De par mes origines je suis, comme beaucoup des miens, ennemi du froid, assoiffé de soleil, de cet astre qui éclaire cette lune perdue, sous son ciel infiniment noir. Son sol montagneux est truffé de cratères souvent recouverts de coupoles de verre blindé, reliées entre elles par un réseau tentaculaire de tunnels. Minor abrite une population hétéroclite de civils, de militaires, d’humains, de post-humains, de transhumains, de cyborgs, d’androïdes et de robots. Tout ce petit monde habite Octopus Minor, base principale des troupes de l’UDI.

A l'arrivée, c’est vrai que j’étais endormi dans un sarcophage cellulaire.
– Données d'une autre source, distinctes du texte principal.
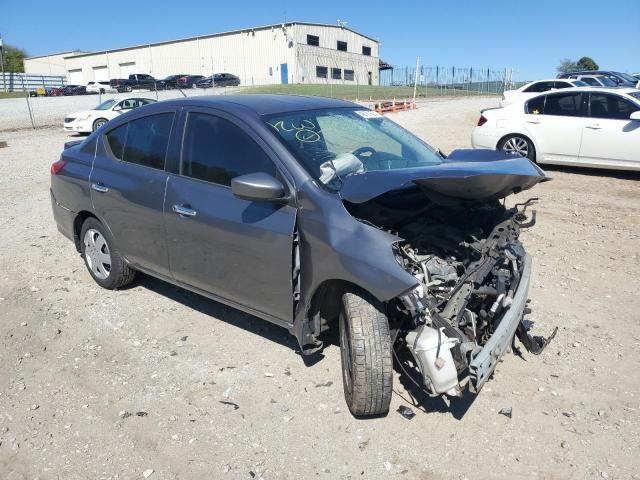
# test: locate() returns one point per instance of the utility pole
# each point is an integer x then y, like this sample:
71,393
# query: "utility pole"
4,80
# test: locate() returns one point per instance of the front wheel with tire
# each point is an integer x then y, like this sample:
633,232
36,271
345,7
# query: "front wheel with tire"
518,144
365,350
102,258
Mais si j’avais été conscient, Octopus Minor m’aurait apparu avec au premier plan, sous l’immense dôme principal aux vitrages polarisés, d'énormes constructions en régolite rougeâtre serrées les unes contre les autres ; puis derrière, dans une perspective légèrement descendante, se confondrait d'innombrables cubes d’habitations de toutes tailles constitués d’un ensemble d’alliages et d'une tonalité uniformément grisâtre, terne monochromie se trouvant entaillée par huit voies tortueuses à la façon d'un immense réseau de tentacules.

En règle générale, les premiers pas qu'on fait, quand on a mis pied sur cette lune, sont toujours assez malaisés malgré ou à cause d’une gravité moindre.

Donc, ce gai matin de juin, je sortais solitaire, encore groggy de l’état-major où on m’avait promu sans autre forme de procès Adalid. En sortant du bâtiment militaire hérissé de drapeaux, d’antennes, de paraboles et de batteries de défense, je m'engageai dans une rue relativement étroite resserrée entre deux rangées de maisons rappelant deux falaises ruisselantes de condensation.

Cette rue Petite la Tentacule Midi était encombrée de quadriges attelées de iotas*, de trottinettes, de VLE (véhicules légers électriques) jusqu’aux places de San-Burgos et de Armatas qui sont à l’extrémité de cette rue. Cette dernière était agrémentée d'un square gracieux, quadrangulaire complantée d'arbres violets et de pelouses de mousse fluorescente, après lequel venait une chaussée qui était dure à parcourir à mon passage car humide et glissante.

Cette rue dénommée "Petite la Tentacule Midi", présentait trois kilomètres de longueur en défilé vraiment rebutant, occupé par des quadriges aux roues caoutchoutées qui avançaient au pas de course, mais aussi par de rares omnibus aux roues de carbone patinant sur un pavé atroce de régolite moulée, car trop souvent trempée à cause de la condensation des coupoles de verre. De leur côté, les piétons n'avaient pour tout espace de passage, que deux trottoirs étroits à peine larges d’un mètre quarante centimètres, où on devait sans cesse faire attention, pour ne pas se bousculer et pour ne pas descendre sur une voie qui n'avait guère d'écoulement d'eau, hormis deux petits caniveaux toujours prêts à déborder sur la chaussée, les égouts s'engorgeant trop souvent causant des bains de pieds qui étaient le moindre de ses maux.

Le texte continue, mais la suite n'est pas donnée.